Plusieurs cas sont alors possibles, selon la manière dont s'effectue l'élaboration psychique. Il peut d'abord arriver que, faute d'être soumis à un travail suffisante d'élaboration, ces affects et ces représentations acquièrent dans le texte un excès de présence que les mots ne viennent pas tempérer.
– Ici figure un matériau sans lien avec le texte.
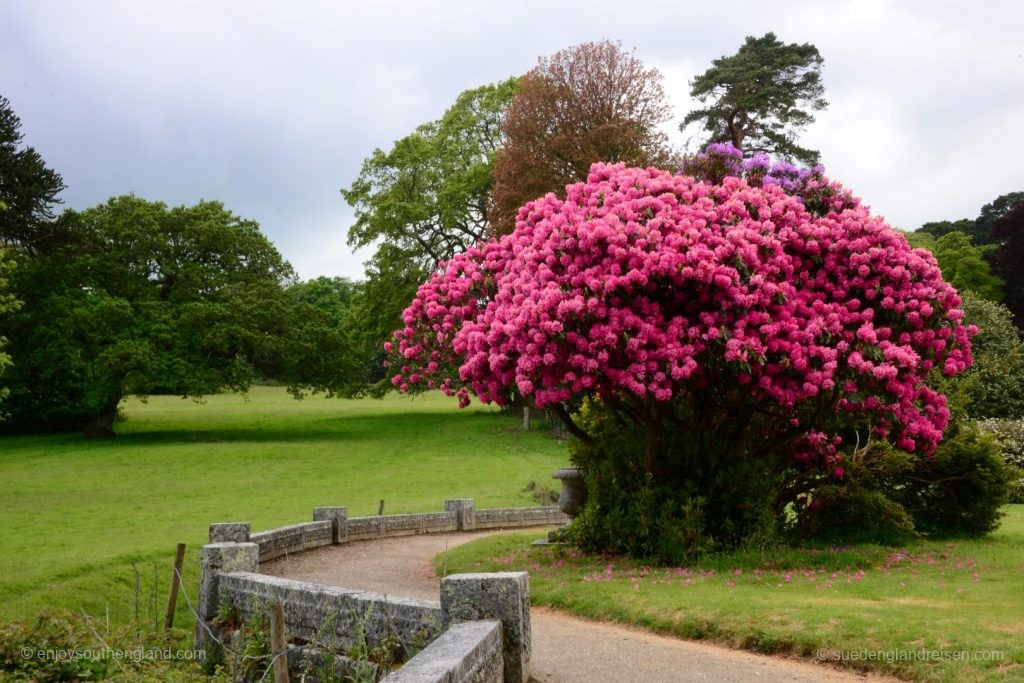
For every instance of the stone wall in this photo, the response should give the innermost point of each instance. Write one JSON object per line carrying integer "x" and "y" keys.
{"x": 333, "y": 525}
{"x": 479, "y": 630}
{"x": 468, "y": 651}
{"x": 331, "y": 615}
Ils se laissent percevoir comme des morceaux bruts de jouissance ou de souffrance et s'apparentent même à des sortes d'hallucinations, sur le modèle de la conception lacanienne de l'hallucination, présentée comme un retour dans le réel de ce qui n'a pu être sufisamment symbolisé.
 
On peut imaginer, à l'inverse, que le travail d'élaboration s'effectue correctement et que le créateur parvienne, dans son univers psychique et littéraire, à faire une place suffisante à ces affects et à ces représentations, en diminuant leur charge de violence. Mais il y a là aussi un risque, celui que cette activité d'aménagement soit si bien conduite que les éléments les plus dynamiques s'en trouvent atténués ou effacés, et que l'œuvre apparaisse comme dévitalisée. Car l'élaboration, en apprenant à vivre avec l'insupportable, offre parfois des voies de conciliation psychique qui tempèrent à l'excès la violence des sentiments et des images.

Nous ferons dès lors l'hypothèse que l'œuvre littéraire "réussie"—et a fortiori le chef-d'œuvre—trouve un équilibre entre deux grands types d'écritures, une écriture de l'hallucination et une écriture de l'isolation. Par écriture de l'hallucination, nous entendons une écriture submergée par un trop-plein d'affects et de représentations, comme possédée par eux. Le sujet y laisse transparaître, avec peu d'aménagements, l'intensité de sa souffrance ou le contenu de ses désirs. Au contraire, une écriture de l'isolation sera marquée par la maîtrise, le contrôle, l'explication. Le sujet a trop bien réussi la transformation littéraire du fantasme et, protégé par sa propre création, ne laisse plus aucun accès mener jusqu'à lui.

Il y aurait donc dans notre hypothèse, au-delà de l'infinie diversité des échecs esthétiques, deux grands types de ratage. Le premier serait dominé par l'excès d'hallucination. Les affects et les représentations liés à l'objet du fantasme ne sont pas suffisamment élaborés; ils envahissent le texte, comme si l'œuvre d'art n'exerçait pas suffisamment sa fonction de médiation et de filtre. Le modèle pourrait en être Fort comme la mort, mais nous comprendrions aussi dans cette catégorie Les Martyrs, les Dialogues [de Rousseau] et Jean Santeuil. Dans le second cas, au contraire, il y a excès d'isolation. Cette fois, les affects et les représentations ont été tellement traités par l'élaboration qu'ils ont quasiment disparu. L'œuvre appparaît comme froide, distanciée. Le modèle pourrait en être L'Amour [de Marguerite Duras], mais nous rattacherions également à cette catégorie Dieu [de Victor Hugo], Héraclius et Le Bonheur fou [de Giono].

*


Ces deux grands types d'écriture pourraient servir de point de départ pa une typologie des formes de ratage, qui tenterait de retrouver le jeu de ces deux modes originaires, avec des degrés variables d'intrication ou de désintrication, derrière les grands accidents littéraires. Car on se trouve rarement devant des cas purs, comment le sont probablement les œuvres de Maupassant ou de Duras, mais, le plus souvent, devant des cas médians, où ce double jeu de l'hallucination et de l'isolation ouvre à des destins esthétiques multiples. (...)

*


L'avantage de cette théorie de la distance est de compléter harmonieusement l'approche biographique. Il est compréhensible que les événements de l'existence, dans les résonances qu'ils suscitent avec la vie fantasmatique, modifient dans un sens ou dans l'autre la distance à laquelle l'écrivain se situe par rapport à son monde intérieur et mettent à chaque fois en question le fragile équilibre sur lequel est construite la création artistique.

Dans cette perspective, tous les ratages sont des ratages de la distance, des maladies de la distance. L'auteur qui rate une œuvre n'est pas parvenu à régler avec précision, de manière à susciter une attirance chez son lecteur, la distance qu'il entretient avec son monde intérieur. Ou, si l'on préfère, l'auteur qui réussit un chef-d'œuvre—c'est-à-dire un chef d'œuvre d'équilibre—est miraculeusment parvenu, pour un temps qui n'est pas nécessairement éternel, à établir puis à fixer dans l'écriture la juste distance avec soi.